The research also revealed something intriguing about individuals with Alzheimer’s disease. They, in fact, had more neuronal stem cells than the other older adults, but significantly fewer neuroblasts and immature neurons.
“If neurogenesis is normal, the stem cells are gradually lost,” said Hongjun Song, a professor of neuroscience at the University of Pennsylvania Perelman School of Medicine, who researches neurogenesis but did not participate in the study. One interpretation of the new finding is that, in Alzheimer’s disease, neurogenesis is disrupted and the stem cells become stalled, preventing them from progressing to the next stage of development, thus preserving the pool of stem cells.
“If that’s true, it’s really opened a new direction for the field” to potentially treat Alzheimer’s by reactivating the latent stem cells, Dr. Song said.
Not everyone is convinced by the new findings. Shawn Sorrells, an associate professor of neuroscience at the University of Pittsburgh, who has also researched neurogenesis, said that the scientists’ goal of mapping “how the hippocampus changes with aging and how it changes differently in people who age differently is incredibly interesting and important.”
However, Dr. Sorrells expressed concern that the study suffers from some of the same methodological shortcomings and assumptions as other research on neurogenesis. He added that he would like to see the findings validated by other techniques.

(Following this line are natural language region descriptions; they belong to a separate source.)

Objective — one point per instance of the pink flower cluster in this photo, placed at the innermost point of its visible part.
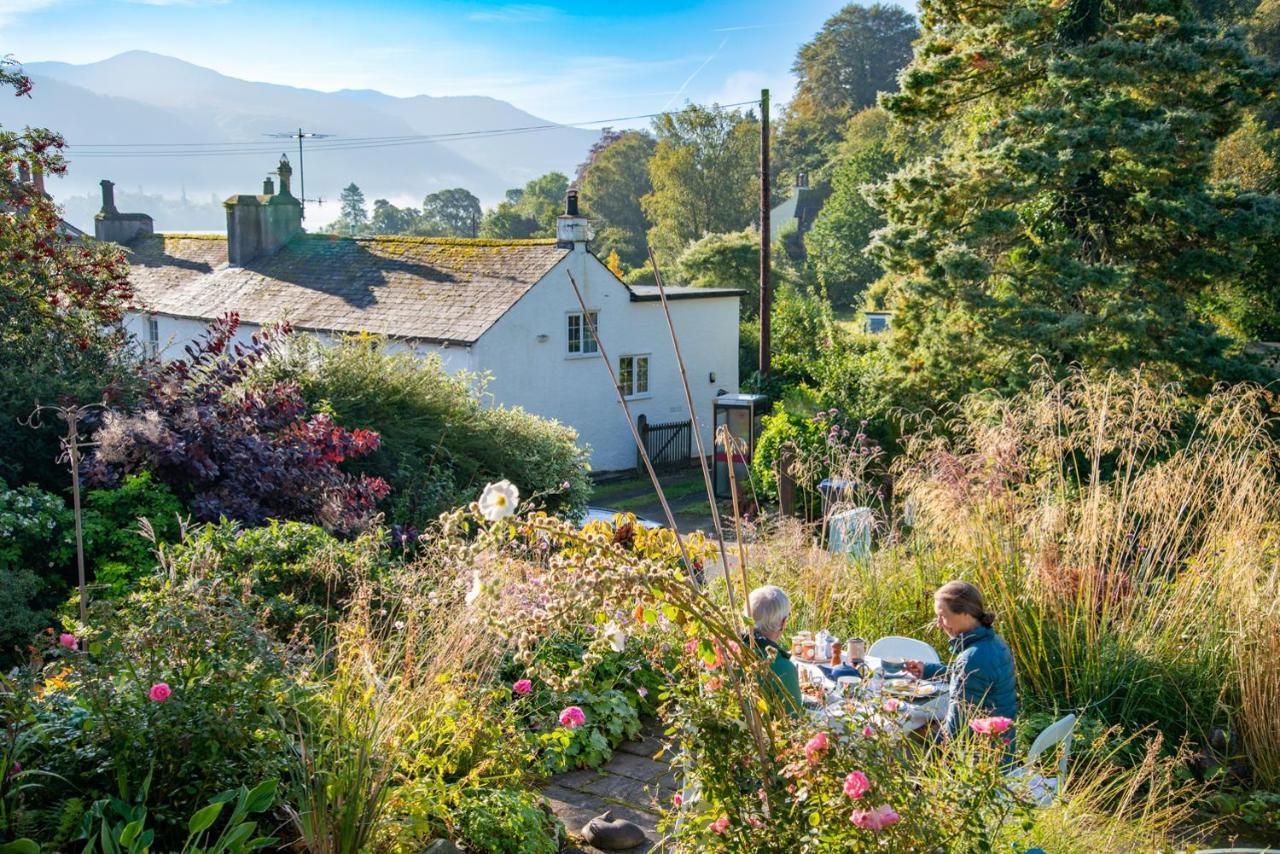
(878, 818)
(856, 785)
(572, 717)
(814, 748)
(990, 725)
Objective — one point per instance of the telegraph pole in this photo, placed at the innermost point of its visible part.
(766, 266)
(302, 176)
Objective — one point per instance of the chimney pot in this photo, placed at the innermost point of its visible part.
(108, 196)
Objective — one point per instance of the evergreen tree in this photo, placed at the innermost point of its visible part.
(352, 218)
(1069, 214)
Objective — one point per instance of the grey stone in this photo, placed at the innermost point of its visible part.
(612, 834)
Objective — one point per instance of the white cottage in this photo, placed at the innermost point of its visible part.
(502, 307)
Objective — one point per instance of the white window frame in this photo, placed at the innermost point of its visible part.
(584, 336)
(629, 375)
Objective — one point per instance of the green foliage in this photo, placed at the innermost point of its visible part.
(114, 543)
(837, 242)
(352, 219)
(452, 213)
(615, 182)
(856, 55)
(732, 261)
(508, 821)
(297, 572)
(704, 173)
(222, 725)
(36, 552)
(439, 446)
(120, 829)
(1069, 214)
(530, 211)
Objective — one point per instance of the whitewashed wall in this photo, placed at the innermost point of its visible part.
(545, 379)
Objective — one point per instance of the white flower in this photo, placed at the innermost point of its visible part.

Experts agree that infants and young children are capable of generating new neurons in the brain, as are several species of adult animals. However, many believe it remains unclear whether adult humans have the same capacity. Numerous studies provide evidence on both sides, and the results are often influenced by the methods employed by the researchers.
This latest study is unlikely to settle the debate, but it does offer scientists new clues to investigate. Dr. Lazarov, for her part, is attempting to understand how the special immature neurons of SuperAgers relate to the group’s superior memory, and whether it would be possible to capture some of that activity in a drug to help others stay sharp for longer.